まず遺留品とみられるカバンや靴が、それぞれ別の場所で発見されたことについて、犯罪心理学の専門家は次のように分析する。
犯罪心理学者 東京未来大学・出口保行教授:
普通であれば、ご遺体にしても遺留物にしてもそれが人目につかないところで、なるべく遠くに捨てるってことが普通なわけですよね。なのに今回の場合は、すべてが周辺部、基本的にある程度、人に見つかるってことを当然推定してなければ、そういうところに捨てることはないわけです。一方で、いろんなところに捨てていくこと自体は、基本的に警察の捜査をかく乱しようと、こういうような狙いも当然あったと思う。

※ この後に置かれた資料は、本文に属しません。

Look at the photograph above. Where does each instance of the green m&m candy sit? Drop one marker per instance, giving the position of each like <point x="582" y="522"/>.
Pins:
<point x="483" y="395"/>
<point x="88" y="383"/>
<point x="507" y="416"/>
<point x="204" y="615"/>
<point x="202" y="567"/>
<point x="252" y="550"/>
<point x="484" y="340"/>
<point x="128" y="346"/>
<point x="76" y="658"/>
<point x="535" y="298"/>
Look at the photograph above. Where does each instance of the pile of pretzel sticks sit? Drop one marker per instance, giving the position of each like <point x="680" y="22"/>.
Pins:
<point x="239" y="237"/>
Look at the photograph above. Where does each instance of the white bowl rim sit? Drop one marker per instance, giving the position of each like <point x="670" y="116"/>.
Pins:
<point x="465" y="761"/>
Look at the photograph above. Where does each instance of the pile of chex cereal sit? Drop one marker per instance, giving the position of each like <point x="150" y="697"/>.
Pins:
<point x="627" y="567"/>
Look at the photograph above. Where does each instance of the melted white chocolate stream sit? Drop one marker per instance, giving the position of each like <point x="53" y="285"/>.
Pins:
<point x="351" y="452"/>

また、それぞれが小学校や安達さんの自宅と同じ地域で発見されたことについては…。
犯罪心理学者 東京未来大学・出口保行教授:
自分の身近に(遺体などを)置いておくことについては、やはり多少の恐怖を感じたのかもしれないですよね。遠くまで捨てに行くっていうようなことを、長時間何かを持ち運ばなければいけない、それを嫌ったってことも当然考えられるとは思います。

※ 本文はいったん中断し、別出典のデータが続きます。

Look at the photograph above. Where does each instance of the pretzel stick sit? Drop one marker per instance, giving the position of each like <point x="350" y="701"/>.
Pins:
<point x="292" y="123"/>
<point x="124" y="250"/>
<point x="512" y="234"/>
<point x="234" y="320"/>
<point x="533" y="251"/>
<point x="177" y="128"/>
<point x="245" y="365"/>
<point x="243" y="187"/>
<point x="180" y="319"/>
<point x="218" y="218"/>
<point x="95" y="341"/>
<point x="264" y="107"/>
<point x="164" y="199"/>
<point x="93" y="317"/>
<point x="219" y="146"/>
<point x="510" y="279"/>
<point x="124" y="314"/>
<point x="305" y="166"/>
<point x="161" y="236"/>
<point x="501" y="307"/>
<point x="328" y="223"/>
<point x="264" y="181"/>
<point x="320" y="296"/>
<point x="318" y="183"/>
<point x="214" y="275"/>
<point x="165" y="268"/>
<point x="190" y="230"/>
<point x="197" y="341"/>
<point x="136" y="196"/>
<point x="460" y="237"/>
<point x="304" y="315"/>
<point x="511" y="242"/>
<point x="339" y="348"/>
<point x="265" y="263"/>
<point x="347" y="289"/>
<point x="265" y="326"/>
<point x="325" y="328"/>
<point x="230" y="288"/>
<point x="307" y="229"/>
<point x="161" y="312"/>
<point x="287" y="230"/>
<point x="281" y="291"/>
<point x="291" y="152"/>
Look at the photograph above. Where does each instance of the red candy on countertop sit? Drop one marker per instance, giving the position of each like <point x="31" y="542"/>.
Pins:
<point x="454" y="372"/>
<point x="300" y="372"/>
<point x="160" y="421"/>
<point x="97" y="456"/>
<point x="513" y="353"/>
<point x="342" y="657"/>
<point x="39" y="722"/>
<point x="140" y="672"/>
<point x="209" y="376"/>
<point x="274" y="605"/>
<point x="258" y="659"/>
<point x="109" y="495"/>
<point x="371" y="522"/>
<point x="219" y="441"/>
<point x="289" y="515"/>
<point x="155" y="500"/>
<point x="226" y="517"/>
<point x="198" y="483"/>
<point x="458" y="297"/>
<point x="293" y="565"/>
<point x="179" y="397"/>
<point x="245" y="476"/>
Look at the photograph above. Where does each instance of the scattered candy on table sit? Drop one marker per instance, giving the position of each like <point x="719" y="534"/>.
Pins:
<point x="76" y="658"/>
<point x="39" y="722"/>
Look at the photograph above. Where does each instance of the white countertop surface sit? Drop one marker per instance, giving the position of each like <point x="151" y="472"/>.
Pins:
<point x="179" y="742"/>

そして、登校後に行方がわからなくなったとされる安達さんが、遺体発見時、通学カバンを持っておらず、靴も履いていなかったことについては、こう分析する。
犯罪心理学者 東京未来大学・出口保行教授:
第三者が関与して殺害されたことを推定した場合に、亡くなってから靴を脱がせたり、かばんを取ることはあまり考えられないですよね。というよりも、やはりかばんを下ろして靴も脱いでいるような状態の中で事件が起きたと、こういうふうに見る方が普通だろうと思います。
ーー遺体から取るっていうのはあんまり考えづらいんですか?
犯罪心理学者 東京未来大学・出口保行教授:
そうですね、それは考えづらいですね。
学校再開も児童・教職員はショック
安達さんが通っていた園部小学校は14日、臨時休校だったが、15日は短縮授業となった。

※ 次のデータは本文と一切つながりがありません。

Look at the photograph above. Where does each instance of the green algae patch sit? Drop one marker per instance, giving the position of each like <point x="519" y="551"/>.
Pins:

横断歩道の脇には見守り隊員の方がいて、大人が見守る中、児童たちが登校していた。
市の教育委員会によると、園部小学校では15日、校長が児童に安達さんについて説明したという。
南丹市教育委員会・山田啓亮教育参事:
非常に子どもたちも、動揺・不安は感じているところですけれども、なかなかきょうの段階ではそういったことを表に出すようなそぶりは出しにくいところがあるかもしれませんし、校長からの説明を聞いた子どもたちの中には、特に安達さんと同じ学年だった6年生の子については、ちょっと涙を流すような様子も見られたというふうにお聞きをしております。
また教職員についても…。
南丹市教育委員会・山田啓亮教育参事:
やはり教職員につきましても、この間ずっと安達君を担任したり、また指導してきた先生方も、今回非常に大切な命がこのような形で失われてしまったということに対して、非常に大きなショックを受けております。
教育委員会は、児童の心のケアのために、スクールカウンセラーや養護教諭の増員を検討しているとしている。

4月から新6年生として小学校に通うはずだった安達さん。
よく一緒に遊んだという友人は「長い間ずっと話していた友達なのでさびしいです。優しい子で、誰にでも話せる子でした」、「いろいろな思いがあってみんな心配ですけど、同じ気持ちなんで頑張りたい、こらえて…」などと話した(保護者同意のもと取材)。
午後4時を過ぎ、家宅捜索が始まって9時間経過したが、いまだ捜索は続いていて、警察は複数の親族に任意で事情を聞き、行方不明や死亡した経緯の解明を進めているとみられる。